Kota Bima, KontrasBima Com . Setelah ditahun sebelumnya pemerintah Kota Bima melalui Bagian Administrasi Pemerintah (AP) Setda menggelontorkan dana Rp 340 juta untuk dana bantuan stimulan, kini tahun 2022 kembali menganggarkan anggaran Rp 300 juta.
Kabag AP Setda Kota Bima Puji Fhitri Andy menyampaikan, bantuan dana tersebut diperuntukan bagi kelompok yang telah mengajukan proposal pada tahun 2021. Baik untuk pembangunan sarana dan prasana lingkungan, untuk kepentingan umum.
"Jumlah dana bantuan untuk setiap kelompok bervariasi, mulai dari Rp 15 sampai Rp 20 juta dan disesuaikan dengan kebutuhan pembangunan," ujarnya Senin (24/1).
Andy biasa akrab disapa menjelaskan, secara aturan dana stimulan ini bukan disalurkan dalam bentuk uang, tapi dalam bentuk bahan material yang disesuaikan dengan proposal pengajuan kelompok.

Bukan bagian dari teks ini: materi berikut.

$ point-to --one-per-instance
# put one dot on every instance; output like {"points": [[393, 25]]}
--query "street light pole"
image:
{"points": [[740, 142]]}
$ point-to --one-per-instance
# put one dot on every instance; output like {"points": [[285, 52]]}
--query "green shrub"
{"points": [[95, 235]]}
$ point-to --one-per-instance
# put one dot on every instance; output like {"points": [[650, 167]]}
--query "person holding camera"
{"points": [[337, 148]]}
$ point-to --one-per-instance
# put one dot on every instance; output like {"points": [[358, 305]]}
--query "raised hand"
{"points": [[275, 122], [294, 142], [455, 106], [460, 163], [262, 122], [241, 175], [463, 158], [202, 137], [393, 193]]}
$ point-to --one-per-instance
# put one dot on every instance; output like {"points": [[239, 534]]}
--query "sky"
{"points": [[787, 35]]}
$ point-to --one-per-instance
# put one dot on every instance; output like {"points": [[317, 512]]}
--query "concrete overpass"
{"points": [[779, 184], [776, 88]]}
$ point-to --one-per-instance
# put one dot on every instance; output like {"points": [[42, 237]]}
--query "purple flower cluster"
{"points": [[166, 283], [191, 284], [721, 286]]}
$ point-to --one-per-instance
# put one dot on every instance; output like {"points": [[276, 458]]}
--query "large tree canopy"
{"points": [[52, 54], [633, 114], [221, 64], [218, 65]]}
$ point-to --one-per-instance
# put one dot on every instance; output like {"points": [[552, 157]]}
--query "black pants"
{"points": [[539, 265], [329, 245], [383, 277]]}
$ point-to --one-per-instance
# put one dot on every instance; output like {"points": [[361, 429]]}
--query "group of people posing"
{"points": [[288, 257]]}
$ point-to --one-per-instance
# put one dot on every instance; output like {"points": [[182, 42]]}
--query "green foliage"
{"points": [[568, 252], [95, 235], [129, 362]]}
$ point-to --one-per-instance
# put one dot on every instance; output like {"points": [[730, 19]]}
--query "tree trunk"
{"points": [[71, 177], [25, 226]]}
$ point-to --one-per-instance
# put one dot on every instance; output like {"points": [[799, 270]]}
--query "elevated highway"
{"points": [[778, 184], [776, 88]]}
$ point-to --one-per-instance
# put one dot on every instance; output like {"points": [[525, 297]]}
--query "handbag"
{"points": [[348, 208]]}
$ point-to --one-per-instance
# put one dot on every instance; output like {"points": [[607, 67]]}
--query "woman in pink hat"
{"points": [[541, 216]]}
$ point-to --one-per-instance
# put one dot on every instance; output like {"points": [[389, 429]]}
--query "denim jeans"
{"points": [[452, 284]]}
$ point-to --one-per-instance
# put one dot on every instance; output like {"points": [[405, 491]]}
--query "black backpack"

Kemudian tidak ada honor untuk pekerja, karena yang diharapkan adalah partisipasi masyarakat untuk bekerjasama.
"Anggaran stimulan ini menitikberatkan pada keterlibatan dan partisipasi masyarat, untuk melakukan gotong royong dalam membangun lingkungannya," katanya.
Sementara itu Analis Kebijakan Bagian AP Setda Agus Chandra menambahkan, sebaran penyaluran setiap tahun itu merata di 5 kecamatan. Adapun tujuannya pemerintah daerah menginginkan pembangunan disetiap kelurahan bisa merata dan berjalan seimbang.